IBM i Tech Conference Keeps Education Light Burning
July 23, 2012 Dan Burger
It is plain to see when you walk into any IT department when there is a learning environment in place. People are much more motivated to take on the challenges that constantly come their way. Compare this to organizations that make little or no effort to keep a sharp edge on IT. The wasted resources in those instances should be enough to choke a horse, or a CEO, depending on who was the first to pay attention to it.
In many cases, IT training and education doesn’t come cheap. Travel expenses plus food and lodging can be equal to or even greater than the cost of the training. Then there’s the bottleneck caused by having one or more people from an overworked IT staff out of the office for three or four days.

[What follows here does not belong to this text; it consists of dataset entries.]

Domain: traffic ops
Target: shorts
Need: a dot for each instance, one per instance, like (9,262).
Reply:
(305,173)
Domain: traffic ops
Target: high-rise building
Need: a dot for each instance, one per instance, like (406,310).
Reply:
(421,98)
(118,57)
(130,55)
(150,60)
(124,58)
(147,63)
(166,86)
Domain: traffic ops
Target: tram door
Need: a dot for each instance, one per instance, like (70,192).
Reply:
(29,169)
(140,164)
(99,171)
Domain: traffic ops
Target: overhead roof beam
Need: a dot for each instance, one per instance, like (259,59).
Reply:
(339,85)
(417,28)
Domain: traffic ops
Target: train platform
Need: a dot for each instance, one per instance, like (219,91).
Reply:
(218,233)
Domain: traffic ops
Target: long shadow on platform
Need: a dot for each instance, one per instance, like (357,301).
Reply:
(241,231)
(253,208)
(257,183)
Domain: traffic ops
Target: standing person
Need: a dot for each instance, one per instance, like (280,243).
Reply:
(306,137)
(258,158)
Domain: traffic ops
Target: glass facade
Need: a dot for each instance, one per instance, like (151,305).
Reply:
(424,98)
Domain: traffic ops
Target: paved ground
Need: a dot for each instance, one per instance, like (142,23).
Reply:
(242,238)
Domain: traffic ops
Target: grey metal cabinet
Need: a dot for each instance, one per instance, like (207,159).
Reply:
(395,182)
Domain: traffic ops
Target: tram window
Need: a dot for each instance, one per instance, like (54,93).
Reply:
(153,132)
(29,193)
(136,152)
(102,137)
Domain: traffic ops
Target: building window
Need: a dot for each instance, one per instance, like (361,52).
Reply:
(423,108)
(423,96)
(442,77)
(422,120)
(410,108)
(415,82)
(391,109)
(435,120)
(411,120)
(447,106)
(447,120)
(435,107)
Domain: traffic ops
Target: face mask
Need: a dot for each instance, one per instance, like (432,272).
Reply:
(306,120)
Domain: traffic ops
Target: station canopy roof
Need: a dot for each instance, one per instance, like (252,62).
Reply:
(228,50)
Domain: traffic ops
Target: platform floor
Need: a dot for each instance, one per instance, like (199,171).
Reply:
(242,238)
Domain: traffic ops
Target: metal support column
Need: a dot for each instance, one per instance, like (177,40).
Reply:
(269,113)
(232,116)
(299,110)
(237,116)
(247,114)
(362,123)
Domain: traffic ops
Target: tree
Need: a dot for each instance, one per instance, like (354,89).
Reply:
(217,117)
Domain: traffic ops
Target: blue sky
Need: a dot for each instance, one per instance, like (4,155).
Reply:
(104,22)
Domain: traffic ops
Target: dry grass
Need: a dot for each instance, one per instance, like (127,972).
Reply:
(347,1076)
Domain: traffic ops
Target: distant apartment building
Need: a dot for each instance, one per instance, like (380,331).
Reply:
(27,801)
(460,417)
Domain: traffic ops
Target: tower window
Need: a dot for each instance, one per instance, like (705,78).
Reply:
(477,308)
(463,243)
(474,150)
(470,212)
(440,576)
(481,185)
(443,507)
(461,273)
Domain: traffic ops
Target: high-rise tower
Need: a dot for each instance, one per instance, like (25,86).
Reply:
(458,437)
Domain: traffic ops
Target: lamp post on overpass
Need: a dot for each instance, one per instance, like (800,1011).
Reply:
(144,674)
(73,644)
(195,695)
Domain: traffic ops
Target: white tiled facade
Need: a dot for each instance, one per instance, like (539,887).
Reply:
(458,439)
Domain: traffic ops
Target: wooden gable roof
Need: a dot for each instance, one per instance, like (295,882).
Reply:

Sometimes this is affordable and seen as a smart investment, but more often it has been and continues to be dismissed as nothing more than an employee perk, with little to be gained by the organization as a whole.
All of those things taken into consideration may be making the single-day tech conference the biggest bargain in IT education and training.
Last Friday, I attended the Ocean IBM i Technical Conference, an annual event hosted by the Ocean User Group of Southern California, the only sizable local user group for IBM i professionals west of the Mississippi and one of only a half dozen or so LUGs that organize a one-day tech conference with a diverse selection of sessions and a top-notch collection of speakers. Ocean is based in Orange County, California, and draws its membership primarily from Los Angles to San Diego. Several of the attendees I spoke with mentioned that this conference was the centerpiece of their annual training budget and how much bang for the buck they received from attending. I’ve heard similar stories from attendees of one-day tech conferences hosted by local user groups in Wisconsin, Michigan, Illinois, and Massachusetts.
This year the event attracted 140 paid registrations, which is a small dip from a year ago. Overall attendance was about 180, counting the volunteers and vendors. Fifteen IBM i ISVs supported the conference. These numbers seem to be slightly above average for the other IBM i-focused one-day tech conferences that I’m familiar with, but when those attendance numbers are compared with the number of IBM i shops in the major metro areas, it’s rather appalling. It shows a serious lack of business intelligence, to steal a term that most CEOs seem to be familiar with.
The cost of registration at the Ocean Tech Conference was $225 for members and $325 for non-members. And an early registration saved you 50 bucks.
Is this the kind of money that makes training and education too expensive? Only if you determine that the value of your IT department is zero.